What is tragic about this waste of money is that it could have been prevented. In 2013, the Pentagon considered policy changes it could make to the approval process for compound pharmaceuticals. DOD officials came under heavy pressure, both from Members of Congress and from some of these companies, not to move forward.

This pressure continued right up through March of this year.

Finally, in May, the Department of Defense was able to institute a screening procedure to get at this problem. And the costs charged to TRICARE have dropped dramatically--down to $10 million per month.

Let me repeat that. The Department paid $500 million for compound drugs in April.
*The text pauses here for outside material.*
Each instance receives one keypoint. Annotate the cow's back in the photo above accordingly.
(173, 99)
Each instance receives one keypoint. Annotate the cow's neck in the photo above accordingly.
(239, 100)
The Department changed its approval process, and it now pays $10 million a month for compound drugs. I met with Assistant Secretary for Health Affairs Dr. Jonathan Woodson about this. He is confident that this safeguard--and others--will protect the taxpayer in the future. Regrettably, in this case, the horse ran out of the barn and cost the American taxpayer $1.2 billion before anyone could stop these scams. But no one can escape the long arm of the law forever. The Department of Justice has opened more than 100 criminal investigations, and $60 million has been recovered so far. The DOD has suspended 26 providers for wrongdoing, and identified 71 individuals or entities who are believed to be associated with these scheme.

As vice chairman of the Defense Appropriations Subcommittee, working with Chairman Cochran, we have the responsibility to look after how the Pentagon is spending its funds. I bring this episode to light because there are many lessons to be learned about the need to demand a bureaucracy agile enough to catch profiteers and about the ways that congressional oversight can hamper enforcement rather than encourage it. I hope my colleagues takes those lesson to heart.

I will also say that Thad Cochran and I will continue to root out these incidents wherever they occur and work in partnership with the department to provide for our servicemembers in ways faithful to the taxpayer.